Elaine Robles-McGraw, the city's community revitalization division manager, said in 2013 there were 431 code violations against JD Homes and affiliates. Of those, 132 were housing code violations, which relate to more serious issues -- like problems with structural support, roofing, plumbing or electrical.
Overall, there were 1,610 housing code violations issued in Fresno last year, Robles-McGraw said.
Tenants Together, a statewide organization with an office in Fresno, filed the case as a class action, which means a court order could help improve living conditions for all JD Homes tenants, not just the six bringing the suit.
During a Thursday news conference in front of the landmark Fresno water tower downtown, speakers talked about "substandard" living conditions: collapsing walls and ceilings, leaking pipes, cockroaches, mold, and faulty electrical wiring endangering children.
While Robles-McGraw said JD Homes has been "very responsive" with the city in making repairs once contacted, those who spoke at Thursday's conference said the company is not nearly as helpful when tenants call the with complaints.
"I have personally sat on hold for more than an hour just to make a repair request and the repair still doesn't get done," said Miguel Villegas, an organizer with Centro Binacional para el Desarrollo Indígena Oaxaqueño. "I have to call back again and again to get JD Homes to do anything for the tenants we work with. Maybe they will finally change their ways if faced with a court order."

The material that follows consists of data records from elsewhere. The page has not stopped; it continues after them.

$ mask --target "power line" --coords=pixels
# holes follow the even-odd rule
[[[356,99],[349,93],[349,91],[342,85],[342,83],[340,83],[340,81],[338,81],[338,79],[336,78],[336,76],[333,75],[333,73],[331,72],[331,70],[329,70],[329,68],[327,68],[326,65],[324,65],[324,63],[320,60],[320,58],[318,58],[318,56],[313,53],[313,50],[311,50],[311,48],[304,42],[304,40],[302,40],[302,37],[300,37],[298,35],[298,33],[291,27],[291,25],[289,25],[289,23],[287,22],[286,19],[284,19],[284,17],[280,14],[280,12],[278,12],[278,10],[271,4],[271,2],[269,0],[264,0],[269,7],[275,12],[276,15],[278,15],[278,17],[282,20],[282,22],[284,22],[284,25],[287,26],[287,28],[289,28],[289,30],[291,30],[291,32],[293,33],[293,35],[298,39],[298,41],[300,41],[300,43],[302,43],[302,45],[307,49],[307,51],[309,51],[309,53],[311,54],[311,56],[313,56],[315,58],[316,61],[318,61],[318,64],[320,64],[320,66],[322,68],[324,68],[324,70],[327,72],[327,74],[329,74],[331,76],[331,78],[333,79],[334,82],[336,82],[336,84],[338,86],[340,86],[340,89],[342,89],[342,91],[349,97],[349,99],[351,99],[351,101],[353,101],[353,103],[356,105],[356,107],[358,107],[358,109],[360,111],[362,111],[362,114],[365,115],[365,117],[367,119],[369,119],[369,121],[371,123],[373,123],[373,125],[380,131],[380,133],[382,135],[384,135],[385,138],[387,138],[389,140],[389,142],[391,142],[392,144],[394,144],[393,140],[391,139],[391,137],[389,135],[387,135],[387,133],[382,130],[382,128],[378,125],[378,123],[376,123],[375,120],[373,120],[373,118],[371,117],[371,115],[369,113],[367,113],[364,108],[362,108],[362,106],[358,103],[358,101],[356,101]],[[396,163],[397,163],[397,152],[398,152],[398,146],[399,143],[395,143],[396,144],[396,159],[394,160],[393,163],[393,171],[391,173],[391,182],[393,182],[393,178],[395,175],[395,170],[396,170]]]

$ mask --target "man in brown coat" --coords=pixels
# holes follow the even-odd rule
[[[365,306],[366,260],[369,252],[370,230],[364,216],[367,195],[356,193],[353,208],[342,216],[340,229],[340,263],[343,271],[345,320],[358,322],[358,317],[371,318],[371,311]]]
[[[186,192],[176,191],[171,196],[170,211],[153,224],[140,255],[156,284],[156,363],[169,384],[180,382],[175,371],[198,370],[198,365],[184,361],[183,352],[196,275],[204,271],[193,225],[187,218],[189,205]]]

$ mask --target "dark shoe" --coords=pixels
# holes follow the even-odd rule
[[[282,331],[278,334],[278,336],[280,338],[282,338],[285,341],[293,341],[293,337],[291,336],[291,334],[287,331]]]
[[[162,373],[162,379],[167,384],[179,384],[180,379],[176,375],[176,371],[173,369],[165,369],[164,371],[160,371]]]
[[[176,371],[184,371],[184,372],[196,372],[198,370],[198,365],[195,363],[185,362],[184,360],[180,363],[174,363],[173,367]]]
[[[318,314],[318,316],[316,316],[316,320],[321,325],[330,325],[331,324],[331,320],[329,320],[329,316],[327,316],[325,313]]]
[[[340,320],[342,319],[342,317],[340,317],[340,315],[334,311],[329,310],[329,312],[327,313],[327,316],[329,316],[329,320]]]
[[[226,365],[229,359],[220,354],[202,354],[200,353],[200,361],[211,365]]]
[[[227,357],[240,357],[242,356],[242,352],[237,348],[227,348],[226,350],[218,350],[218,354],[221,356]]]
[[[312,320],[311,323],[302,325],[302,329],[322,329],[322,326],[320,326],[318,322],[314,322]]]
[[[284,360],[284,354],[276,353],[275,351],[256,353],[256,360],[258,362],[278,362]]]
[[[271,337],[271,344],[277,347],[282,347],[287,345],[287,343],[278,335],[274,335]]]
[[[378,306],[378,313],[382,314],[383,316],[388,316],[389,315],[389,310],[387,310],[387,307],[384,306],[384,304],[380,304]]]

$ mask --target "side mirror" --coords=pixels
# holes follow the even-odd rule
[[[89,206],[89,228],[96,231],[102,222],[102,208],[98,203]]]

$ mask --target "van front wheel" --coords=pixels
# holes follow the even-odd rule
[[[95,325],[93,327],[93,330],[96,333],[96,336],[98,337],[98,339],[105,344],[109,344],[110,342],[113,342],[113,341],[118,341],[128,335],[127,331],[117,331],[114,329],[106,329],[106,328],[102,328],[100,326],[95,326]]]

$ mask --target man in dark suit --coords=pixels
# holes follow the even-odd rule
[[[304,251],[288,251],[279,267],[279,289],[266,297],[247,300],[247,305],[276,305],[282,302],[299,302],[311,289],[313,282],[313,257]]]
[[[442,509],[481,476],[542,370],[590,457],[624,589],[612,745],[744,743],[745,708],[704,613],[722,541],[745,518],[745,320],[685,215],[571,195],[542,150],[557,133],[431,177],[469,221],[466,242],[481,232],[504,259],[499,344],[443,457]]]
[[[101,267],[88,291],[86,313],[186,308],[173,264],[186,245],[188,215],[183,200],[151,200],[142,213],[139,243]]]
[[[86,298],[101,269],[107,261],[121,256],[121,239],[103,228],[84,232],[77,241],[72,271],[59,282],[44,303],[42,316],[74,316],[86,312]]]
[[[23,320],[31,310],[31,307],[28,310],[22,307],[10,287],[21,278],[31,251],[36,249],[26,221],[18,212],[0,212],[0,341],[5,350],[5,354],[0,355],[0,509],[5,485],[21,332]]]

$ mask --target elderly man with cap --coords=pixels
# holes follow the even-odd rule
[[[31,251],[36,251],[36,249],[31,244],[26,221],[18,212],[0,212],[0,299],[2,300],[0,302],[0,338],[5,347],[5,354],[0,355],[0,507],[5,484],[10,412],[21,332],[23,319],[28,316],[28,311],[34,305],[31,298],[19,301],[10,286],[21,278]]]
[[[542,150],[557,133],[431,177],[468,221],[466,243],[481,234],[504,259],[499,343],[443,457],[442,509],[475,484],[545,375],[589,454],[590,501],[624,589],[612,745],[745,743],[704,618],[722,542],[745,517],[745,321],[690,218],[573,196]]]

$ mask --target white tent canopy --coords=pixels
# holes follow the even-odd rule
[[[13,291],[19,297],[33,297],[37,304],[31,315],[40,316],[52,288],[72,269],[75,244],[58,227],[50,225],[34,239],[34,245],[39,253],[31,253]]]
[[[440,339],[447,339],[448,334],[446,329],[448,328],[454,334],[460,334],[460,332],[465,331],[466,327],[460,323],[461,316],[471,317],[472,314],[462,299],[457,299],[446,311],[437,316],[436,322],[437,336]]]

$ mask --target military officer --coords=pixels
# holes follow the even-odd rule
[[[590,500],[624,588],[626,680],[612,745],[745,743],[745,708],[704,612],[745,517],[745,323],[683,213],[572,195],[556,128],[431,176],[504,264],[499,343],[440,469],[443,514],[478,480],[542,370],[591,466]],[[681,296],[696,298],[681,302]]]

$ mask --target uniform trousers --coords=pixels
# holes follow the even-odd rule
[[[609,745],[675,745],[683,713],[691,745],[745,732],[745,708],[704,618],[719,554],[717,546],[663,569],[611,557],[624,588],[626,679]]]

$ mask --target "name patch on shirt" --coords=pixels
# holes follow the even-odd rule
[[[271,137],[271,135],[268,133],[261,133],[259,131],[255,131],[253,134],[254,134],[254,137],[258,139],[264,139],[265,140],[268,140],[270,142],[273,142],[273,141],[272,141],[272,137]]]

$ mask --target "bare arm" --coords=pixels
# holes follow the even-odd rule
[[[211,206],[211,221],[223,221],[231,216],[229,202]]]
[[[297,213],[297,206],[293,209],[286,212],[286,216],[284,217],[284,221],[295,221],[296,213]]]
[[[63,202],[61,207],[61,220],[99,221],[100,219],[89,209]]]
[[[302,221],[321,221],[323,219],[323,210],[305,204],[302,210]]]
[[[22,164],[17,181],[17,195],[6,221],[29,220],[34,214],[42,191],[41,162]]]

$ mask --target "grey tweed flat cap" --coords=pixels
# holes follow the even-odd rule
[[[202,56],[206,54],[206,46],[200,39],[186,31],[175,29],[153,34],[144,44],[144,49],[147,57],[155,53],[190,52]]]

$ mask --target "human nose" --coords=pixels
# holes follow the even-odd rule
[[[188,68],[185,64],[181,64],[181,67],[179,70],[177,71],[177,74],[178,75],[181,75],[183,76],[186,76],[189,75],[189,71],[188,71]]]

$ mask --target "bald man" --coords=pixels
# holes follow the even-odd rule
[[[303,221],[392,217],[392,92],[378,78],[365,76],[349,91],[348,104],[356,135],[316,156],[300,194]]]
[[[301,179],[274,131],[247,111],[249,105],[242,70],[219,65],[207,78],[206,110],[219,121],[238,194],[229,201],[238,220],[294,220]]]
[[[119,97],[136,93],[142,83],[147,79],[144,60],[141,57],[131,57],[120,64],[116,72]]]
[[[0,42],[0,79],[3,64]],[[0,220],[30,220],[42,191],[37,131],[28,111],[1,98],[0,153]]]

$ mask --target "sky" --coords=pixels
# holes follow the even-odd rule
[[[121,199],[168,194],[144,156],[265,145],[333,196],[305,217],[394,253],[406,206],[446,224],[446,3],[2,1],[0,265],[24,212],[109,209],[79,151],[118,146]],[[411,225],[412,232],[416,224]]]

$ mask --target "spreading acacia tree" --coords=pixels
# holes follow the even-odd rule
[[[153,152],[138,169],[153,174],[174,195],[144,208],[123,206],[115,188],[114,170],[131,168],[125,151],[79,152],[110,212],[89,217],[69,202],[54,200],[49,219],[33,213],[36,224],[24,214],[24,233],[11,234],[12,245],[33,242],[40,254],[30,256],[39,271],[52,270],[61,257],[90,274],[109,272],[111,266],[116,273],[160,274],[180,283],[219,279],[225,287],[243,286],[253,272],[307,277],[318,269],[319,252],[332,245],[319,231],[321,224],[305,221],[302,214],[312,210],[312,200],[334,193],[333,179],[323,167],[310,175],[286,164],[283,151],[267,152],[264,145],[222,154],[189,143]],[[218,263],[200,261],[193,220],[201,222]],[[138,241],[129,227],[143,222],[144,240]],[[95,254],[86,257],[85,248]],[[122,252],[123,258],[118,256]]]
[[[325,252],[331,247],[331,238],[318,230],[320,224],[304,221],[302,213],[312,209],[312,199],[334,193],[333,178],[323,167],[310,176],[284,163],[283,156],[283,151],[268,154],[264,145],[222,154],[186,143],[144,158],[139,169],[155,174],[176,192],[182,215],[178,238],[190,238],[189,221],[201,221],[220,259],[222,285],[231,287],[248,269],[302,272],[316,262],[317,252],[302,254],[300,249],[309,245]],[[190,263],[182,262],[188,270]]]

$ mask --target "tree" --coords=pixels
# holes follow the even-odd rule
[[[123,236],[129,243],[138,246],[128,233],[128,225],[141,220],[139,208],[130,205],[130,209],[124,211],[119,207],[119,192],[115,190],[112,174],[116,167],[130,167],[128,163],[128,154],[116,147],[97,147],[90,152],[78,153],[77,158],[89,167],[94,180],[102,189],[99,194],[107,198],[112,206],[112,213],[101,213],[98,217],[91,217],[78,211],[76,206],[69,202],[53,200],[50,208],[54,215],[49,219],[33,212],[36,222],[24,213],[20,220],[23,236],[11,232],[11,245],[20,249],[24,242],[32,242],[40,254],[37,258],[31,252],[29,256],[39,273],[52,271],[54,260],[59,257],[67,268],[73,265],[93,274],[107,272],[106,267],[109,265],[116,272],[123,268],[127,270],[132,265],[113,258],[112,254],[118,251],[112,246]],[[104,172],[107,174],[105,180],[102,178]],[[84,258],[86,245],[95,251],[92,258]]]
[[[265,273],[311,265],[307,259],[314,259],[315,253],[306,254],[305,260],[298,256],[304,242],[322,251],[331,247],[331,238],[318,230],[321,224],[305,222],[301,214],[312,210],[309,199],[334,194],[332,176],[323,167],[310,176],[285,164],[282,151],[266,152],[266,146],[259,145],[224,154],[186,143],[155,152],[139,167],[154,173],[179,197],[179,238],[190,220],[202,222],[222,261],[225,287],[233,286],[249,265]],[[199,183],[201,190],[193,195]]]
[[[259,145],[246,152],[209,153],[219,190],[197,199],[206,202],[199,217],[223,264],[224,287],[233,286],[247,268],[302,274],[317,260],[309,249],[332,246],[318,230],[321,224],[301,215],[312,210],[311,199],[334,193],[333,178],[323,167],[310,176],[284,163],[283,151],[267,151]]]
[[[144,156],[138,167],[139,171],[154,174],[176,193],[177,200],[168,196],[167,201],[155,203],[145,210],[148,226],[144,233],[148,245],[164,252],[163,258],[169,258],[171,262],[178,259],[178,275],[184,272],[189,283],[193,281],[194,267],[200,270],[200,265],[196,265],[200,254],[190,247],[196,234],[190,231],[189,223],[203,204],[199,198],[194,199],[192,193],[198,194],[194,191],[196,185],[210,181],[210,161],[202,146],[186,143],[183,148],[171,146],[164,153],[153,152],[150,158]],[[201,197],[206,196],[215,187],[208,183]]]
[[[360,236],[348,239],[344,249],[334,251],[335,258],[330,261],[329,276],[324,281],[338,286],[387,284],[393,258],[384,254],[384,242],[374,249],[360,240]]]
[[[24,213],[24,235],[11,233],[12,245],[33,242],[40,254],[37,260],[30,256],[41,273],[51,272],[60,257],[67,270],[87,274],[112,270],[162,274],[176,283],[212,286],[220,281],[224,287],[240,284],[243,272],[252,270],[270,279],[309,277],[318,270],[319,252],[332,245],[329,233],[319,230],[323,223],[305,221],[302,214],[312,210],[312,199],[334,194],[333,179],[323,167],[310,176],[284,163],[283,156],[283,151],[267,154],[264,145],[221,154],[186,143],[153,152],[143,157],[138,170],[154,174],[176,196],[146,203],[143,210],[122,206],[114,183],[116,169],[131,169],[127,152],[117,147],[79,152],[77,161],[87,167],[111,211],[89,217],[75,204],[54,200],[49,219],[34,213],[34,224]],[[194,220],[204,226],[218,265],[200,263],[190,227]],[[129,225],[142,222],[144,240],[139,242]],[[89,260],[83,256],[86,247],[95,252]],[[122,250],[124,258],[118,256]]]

Malaquias Esteves, 44, a farmworker and one of six JD Homes tenants named in the suit, attended Thursday's conference with seven of his family members, including a number of his young children.
His 19-year-old daughter, Jesucita, said the family has called JD Homes more than a hundred times since 2002 with complaints, but only recently had luck in getting some big issues fixed when community organizers and lawyers got involved.
The suit is against JD Homes along with three of its owners and operators -- John, David and Bryce Hovannisian -- and some of their partnerships with ownership interests in the properties they manage, said Dean Preston, executive director of Tenants Together.
Attorney Warren Paboojian, who was hired by JD Homes to explore claims against the firm, said the "slumlord" allegations are "inappropriate, incorrect and without evidence."
"JD Home Rentals remains ready, willing and able to address all maintenance or repair issues, including any matters pertaining to the plaintiffs' units," Paboojian said, adding the family owned Fresno company has 90 maintenance employees who do repairs and that the firm "works hard to provide affordable housing."
The lawsuit's statute of limitations addresses issues going back four years. When asked why the suit is being brought now, Patsy Van Dyke, co-lead counsel with Bet Tzedek Legal Services, credited "dogged investigations" by Tenants Together and its legal director Leah Simon-Weisberg, who grew up in Fresno and had the "passion to do the right thing."
Since the housing crisis of 2008, JD Homes has added hundreds of foreclosed properties to its inventory, Simon-Weisberg added.
Jennifer Clark, director of Fresno's Development and Resource Management Department, said the city takes housing code violations and complaints from tenants "very seriously" and is "committed to revitalization in our older neighborhoods."